For most integers, if you reverse the digits and add it to itself, it quickly becomes a palindromic number, that is, the digits are the same forwards and backward. For example, start with 79:
79 + 97 = 176
176 + 671 = 847
847 + 748 = 1585
1585 + 5851 = 7546
7546 + 6457 = 14003
14003 + 30041 = 44044

Until you get to 196, all the integers become palindromes quickly.
Except for the number 196. In 1990, John Walker tested it by adding itself until it had become a number with 1,000,000 digits, and it still wasn't palindromic. In 1995 someone tested out to 2,000,000 with no success.

It seems strange that 196 should be such a special number. Of course, this is all in the totally arbitrary base 10. According to mathworld, the Palindromic Number Conjecture has been proven false in base 2, since the number 10110 never produces a palindrome.

These numbers can be viewed as Clues from the keeper of the vat.

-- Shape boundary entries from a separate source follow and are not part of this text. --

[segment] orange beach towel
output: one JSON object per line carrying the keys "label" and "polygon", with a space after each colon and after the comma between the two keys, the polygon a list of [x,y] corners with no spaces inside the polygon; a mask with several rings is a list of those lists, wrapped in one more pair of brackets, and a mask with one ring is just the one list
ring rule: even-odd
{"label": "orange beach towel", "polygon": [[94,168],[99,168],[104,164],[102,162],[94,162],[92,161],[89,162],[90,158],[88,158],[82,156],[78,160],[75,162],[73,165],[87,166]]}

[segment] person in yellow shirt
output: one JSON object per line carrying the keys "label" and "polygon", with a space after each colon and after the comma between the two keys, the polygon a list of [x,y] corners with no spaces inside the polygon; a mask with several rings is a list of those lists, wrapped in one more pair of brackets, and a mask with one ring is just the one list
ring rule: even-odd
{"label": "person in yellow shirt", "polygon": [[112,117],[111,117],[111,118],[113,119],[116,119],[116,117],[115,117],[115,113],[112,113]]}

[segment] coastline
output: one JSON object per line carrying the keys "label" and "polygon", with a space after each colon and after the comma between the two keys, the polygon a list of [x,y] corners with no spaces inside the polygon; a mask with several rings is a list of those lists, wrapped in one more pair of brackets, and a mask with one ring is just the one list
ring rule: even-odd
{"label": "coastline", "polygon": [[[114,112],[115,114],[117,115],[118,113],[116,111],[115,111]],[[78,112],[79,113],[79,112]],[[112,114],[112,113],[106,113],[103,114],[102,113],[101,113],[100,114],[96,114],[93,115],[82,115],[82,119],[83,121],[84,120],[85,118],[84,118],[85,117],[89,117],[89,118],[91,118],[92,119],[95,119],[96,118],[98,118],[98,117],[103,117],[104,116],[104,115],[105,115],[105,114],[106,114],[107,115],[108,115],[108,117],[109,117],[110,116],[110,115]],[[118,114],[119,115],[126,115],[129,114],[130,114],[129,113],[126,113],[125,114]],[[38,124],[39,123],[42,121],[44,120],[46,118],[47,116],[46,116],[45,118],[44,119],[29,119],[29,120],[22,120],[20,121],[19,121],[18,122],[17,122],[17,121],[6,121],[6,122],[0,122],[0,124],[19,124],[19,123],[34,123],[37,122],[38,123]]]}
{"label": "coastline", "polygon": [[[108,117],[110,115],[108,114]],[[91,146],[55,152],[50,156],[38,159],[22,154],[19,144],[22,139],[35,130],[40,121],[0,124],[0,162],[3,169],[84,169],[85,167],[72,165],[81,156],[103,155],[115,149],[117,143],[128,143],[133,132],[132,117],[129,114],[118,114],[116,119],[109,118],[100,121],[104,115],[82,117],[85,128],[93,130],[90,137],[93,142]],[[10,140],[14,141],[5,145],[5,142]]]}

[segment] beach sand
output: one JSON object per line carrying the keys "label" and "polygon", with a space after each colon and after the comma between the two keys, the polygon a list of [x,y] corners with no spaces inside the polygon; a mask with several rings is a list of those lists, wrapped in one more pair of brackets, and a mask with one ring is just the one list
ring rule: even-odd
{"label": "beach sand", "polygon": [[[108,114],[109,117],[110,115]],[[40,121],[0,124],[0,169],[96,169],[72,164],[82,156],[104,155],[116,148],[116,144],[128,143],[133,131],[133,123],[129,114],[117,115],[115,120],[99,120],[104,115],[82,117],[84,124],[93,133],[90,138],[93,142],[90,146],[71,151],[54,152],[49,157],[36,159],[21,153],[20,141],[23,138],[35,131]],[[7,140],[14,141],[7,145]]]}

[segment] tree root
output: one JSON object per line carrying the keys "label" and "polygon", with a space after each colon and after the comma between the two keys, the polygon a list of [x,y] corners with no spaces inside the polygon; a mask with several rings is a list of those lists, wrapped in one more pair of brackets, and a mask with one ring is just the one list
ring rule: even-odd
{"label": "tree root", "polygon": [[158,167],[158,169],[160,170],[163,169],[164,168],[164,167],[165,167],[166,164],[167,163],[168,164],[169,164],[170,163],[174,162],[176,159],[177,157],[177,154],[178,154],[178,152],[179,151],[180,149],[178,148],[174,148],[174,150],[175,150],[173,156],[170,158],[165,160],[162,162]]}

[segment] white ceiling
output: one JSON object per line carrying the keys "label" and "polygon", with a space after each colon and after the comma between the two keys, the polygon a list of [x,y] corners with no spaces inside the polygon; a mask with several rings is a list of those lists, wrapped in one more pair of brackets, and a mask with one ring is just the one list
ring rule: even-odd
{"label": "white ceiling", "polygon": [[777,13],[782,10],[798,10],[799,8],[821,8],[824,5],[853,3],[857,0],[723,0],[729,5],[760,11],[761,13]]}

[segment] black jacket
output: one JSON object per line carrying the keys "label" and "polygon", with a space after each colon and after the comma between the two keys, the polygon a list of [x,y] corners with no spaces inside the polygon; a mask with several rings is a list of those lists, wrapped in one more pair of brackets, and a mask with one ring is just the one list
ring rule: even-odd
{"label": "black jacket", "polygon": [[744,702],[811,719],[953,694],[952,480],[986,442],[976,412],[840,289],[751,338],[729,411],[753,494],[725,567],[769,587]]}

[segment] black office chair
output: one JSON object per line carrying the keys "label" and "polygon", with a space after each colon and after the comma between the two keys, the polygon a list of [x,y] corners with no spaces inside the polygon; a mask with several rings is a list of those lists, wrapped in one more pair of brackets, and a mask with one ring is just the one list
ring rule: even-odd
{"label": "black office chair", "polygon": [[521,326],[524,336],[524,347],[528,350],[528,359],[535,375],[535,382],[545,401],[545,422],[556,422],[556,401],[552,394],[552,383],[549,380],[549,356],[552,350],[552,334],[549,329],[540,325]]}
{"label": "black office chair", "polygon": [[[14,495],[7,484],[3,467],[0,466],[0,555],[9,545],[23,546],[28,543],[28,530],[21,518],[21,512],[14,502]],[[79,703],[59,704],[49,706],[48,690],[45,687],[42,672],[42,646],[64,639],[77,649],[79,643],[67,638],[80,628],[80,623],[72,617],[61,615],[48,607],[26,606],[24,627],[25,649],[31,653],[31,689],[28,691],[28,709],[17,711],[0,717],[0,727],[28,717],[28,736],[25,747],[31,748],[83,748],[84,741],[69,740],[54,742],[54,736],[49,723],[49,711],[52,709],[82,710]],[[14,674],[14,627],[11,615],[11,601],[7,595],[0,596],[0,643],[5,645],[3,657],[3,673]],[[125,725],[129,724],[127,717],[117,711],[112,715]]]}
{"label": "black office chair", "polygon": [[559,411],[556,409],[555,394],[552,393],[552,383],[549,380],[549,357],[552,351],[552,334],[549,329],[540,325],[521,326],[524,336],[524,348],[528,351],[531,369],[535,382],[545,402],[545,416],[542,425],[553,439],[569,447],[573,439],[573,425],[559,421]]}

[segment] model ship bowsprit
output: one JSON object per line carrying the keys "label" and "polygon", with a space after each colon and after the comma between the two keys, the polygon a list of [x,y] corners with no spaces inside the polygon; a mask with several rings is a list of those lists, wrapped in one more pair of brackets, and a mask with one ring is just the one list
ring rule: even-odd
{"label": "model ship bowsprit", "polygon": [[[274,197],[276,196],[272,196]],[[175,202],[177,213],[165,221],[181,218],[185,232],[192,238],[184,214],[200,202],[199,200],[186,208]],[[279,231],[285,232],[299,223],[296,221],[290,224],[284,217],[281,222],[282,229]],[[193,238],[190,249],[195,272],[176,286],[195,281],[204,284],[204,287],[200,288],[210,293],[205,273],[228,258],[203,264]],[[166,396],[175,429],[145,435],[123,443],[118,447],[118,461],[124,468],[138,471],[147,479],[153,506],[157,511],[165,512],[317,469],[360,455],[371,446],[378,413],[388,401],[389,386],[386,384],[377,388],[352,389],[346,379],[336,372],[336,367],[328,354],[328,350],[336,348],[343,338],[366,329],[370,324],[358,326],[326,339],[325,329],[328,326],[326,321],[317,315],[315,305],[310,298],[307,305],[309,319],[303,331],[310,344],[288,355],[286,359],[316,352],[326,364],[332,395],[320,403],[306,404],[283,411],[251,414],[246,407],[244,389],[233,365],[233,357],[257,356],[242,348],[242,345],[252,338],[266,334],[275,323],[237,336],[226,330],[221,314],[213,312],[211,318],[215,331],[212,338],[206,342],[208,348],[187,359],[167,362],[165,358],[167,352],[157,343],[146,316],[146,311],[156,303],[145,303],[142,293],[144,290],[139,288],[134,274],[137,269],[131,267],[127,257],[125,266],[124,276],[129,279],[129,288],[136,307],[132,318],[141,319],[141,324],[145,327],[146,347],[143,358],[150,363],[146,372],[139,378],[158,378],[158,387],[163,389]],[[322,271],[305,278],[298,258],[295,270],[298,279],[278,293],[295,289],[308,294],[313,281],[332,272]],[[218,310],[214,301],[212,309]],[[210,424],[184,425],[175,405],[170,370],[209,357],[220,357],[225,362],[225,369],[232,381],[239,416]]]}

These non-palindromics numbers are called "Lychrel Numbers", although no number (in base 10 anyway) can be proven to be ever non-palindromic; they're just non-palindromic in the first few, ah, million iterations. Of course, they also get less likely to become a Lychrel Number after each iteration*.

As of August 14, 2002, someone has calculated 196's iterations up to 41 Million digits; that's around a hundred million iterations.


*: According to Dan Hoey, the probability can be calculated as such:
You suggested that 196 will yield eventually. If you mean it will become a palindrome, I don't think that is very likely. The reason is that the number will only yield a palindrome if there is no carry out of any digit when the addition is performed. If the digits are randomly distributed, the probability of this is about 2^(-n/2) for an n-digit number. The number of digits is about 2/5 of the number of steps taken, and will certainly increase at least once every five steps. So the probability that the number will eventually reach a palindrome on the k'th step should be less than 2^(-k/10), and the sum of that for k=3,000,000 to infinity is something like 10^-90,000.

There are some numbers in other bases for which the process can be shown not to terminate (http://www.seanet.com/~ksbrown/kmath004.htm, for example) but that is because a particularly orderly kind of progression is followed. None is now known in base 10, though I wouldn't be surprised if one is found. But I doubt that 196 will turn out this way either. It looks to me like it will probably continue to grow chaotically, and I don't think our mathematics is up to proving anything about it.